The Appellant was therefore acquitted of Count 1 of the Charge Sheet. Count 2 of the substituted Charge Sheet and which substitution took place on 4th March, 2003 was the charge of preparation to commit a felony contrary to Section 308 (1) of the Penal Code. However, it is clear from the Judgement that the Learned Chief Magistrate proceeded with the trial and delivered her Judgement on the basis that Count 2 was in respect of being in possession of prohibited weapons contrary to Section 4 (3) (a) of the Firearms Act Chapter 114, Laws of Kenya. She had this to say at J3:-
“………………………………………………………………
On the charge of being in possession of a firearm, the Court has evidence of PW 3 Enock Muindi and PW4 P.C. James Tinego who were Eldoret Flying Squad Officers in the year 2002 …………….…………
I therefore find that the prosecution have proved Count II against the accused beyond any reasonable doubt. I find the accused Paul Otieno of being in possession of a Firearm and convict him accordingly under Section 215 of the Penal Code. Right of Appeal.”
In the substituted Charge Sheet and which was now the only valid, proper and relevant Charge Sheet before the Court, Count 2 was not in respect of possession of prohibited weapons contrary to Section 4 (3) of the Firearms Act, Laws of Kenya. This Count was in fact Count No. 3 of the substituted Charge Sheet and not Count 2.

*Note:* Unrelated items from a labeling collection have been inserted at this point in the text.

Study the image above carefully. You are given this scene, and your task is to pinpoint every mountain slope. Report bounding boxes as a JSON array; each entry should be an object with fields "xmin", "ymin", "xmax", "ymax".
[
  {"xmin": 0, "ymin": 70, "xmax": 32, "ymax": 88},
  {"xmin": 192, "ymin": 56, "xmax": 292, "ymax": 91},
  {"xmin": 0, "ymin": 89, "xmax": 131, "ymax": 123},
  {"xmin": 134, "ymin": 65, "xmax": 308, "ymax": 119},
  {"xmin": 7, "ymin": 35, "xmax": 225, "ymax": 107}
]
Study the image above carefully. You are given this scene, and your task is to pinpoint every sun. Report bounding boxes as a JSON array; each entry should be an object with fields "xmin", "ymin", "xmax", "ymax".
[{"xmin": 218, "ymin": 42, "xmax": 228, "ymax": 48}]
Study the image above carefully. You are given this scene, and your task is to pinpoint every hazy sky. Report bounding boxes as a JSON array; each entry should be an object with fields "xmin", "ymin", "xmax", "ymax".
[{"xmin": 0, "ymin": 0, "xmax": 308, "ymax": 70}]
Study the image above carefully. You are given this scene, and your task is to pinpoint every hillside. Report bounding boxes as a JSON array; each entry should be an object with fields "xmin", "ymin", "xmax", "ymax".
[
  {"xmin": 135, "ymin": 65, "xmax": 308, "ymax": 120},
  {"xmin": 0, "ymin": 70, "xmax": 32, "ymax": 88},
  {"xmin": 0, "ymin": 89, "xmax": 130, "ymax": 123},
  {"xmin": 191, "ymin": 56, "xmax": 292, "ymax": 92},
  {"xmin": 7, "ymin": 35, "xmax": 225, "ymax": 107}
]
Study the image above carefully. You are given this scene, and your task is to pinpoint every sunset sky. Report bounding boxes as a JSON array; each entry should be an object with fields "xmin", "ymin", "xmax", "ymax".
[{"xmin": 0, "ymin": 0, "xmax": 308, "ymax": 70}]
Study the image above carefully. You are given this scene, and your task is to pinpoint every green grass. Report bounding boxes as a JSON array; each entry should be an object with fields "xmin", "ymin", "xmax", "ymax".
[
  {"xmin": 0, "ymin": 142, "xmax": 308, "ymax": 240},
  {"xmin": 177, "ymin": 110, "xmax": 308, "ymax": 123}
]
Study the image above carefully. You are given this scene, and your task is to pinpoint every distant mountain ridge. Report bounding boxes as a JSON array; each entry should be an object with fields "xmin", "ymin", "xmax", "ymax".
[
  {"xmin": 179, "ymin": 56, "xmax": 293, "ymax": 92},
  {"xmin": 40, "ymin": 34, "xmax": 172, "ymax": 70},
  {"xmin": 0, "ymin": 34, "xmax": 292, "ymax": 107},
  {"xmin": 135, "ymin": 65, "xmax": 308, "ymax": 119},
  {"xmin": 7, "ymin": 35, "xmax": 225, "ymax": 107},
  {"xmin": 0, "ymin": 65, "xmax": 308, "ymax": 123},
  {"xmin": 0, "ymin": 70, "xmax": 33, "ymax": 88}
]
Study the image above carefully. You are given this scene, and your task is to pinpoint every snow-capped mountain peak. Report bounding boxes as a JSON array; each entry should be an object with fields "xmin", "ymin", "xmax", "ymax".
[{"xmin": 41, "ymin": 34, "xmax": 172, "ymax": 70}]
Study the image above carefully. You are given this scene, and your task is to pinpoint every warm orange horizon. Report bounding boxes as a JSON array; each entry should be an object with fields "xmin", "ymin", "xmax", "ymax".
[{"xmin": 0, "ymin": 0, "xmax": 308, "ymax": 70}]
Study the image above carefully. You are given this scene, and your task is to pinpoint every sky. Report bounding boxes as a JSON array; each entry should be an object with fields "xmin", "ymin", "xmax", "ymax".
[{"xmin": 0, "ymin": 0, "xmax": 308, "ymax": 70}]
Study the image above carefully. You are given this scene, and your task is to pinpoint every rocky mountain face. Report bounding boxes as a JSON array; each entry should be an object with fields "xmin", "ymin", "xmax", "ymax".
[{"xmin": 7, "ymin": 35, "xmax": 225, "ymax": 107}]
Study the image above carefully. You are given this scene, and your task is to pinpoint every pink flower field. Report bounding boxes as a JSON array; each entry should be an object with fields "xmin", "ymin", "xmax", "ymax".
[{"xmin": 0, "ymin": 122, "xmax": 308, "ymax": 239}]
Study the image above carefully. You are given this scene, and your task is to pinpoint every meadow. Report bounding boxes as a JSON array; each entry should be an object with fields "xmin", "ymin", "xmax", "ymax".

This Court would have deemed that the Learned Chief Magistrate had merely made an inadvertent error in respect of the numbering of the Counts in the Charge Sheet. And this would have been the case had she considered, dealt with and made a finding on the “3rd Count” – the true Count No. 2 in respect of preparation to commit a felony contrary to Section 308 (1) of the Penal Code.
The Learned Chief Magistrate did not make any reference to the true Count No. 2 aforesaid and she did not make any finding and/or determination in respect thereof. As a result, I do hereby find that indeed the Learned Chief Magistrate convicted the Appellant on a wrong Charge Sheet, namely, the earlier Charge Sheet which was substituted on 4th March, 2003.
I therefore do hereby hold that the Appellant was convicted on the wrong Charge Sheet and one which had been abandoned by the prosecution and with leave of the Court substituted. The said former Charge Sheet was invalid and could not be proceeded upon in the trial. The Appellant could also not be convicted on such incompetent and invalid Charge Sheet.
The effect of the foregoing was that the trial was flawed resulting into a mistrial. The conviction of the Appellant and subsequent sentence are illegal, null and void. The Appellant had pleaded not guilty to the three Counts in the substituted Charge Sheet yet he was convicted on an abandoned and replaced one. In the light of the foregoing, there is no need for this Court to delve into and/or consider the other four grounds of appeal.
At this Court’s own instance and in exercise of the Court’s jurisdiction, power and discretion under Section 354 of the Criminal Procedure Code, I considered whether this is an appropriate case for re-trial. The Appellant was arraigned in Court on 15th October, 2002 which is over 4½ years ago. If there is an order for retrial, there is no guarantee that re-trial will take a shorter period. In my view a re-trial in the circumstances of this case would violate the Appellant’s right to a fair and speedy trial as provided by the Constitution. The error was by the trial Court and the Appellant had no hand in it. I see no reason why he should undergo another long period of anxiety and burden in all ways. He dutifully submitted himself to the lawful process of meeting the charges against him and it would be unfair, unjust and unconscionable to suffer the rigours of a new trial for reasons not attributable to him.
I have also considered that the Appellant has been illegally incarcerated and denied his liberty for the last 10 months.
I therefore do hereby allow the Appeal herein, quash the conviction and set aside the sentence. The Appellant shall be released forthwith from prison custody unless otherwise lawfully held.
DATED AND DELIVERED AT ELDORET ON THIS 8TH DAY OF JUNE, 2007.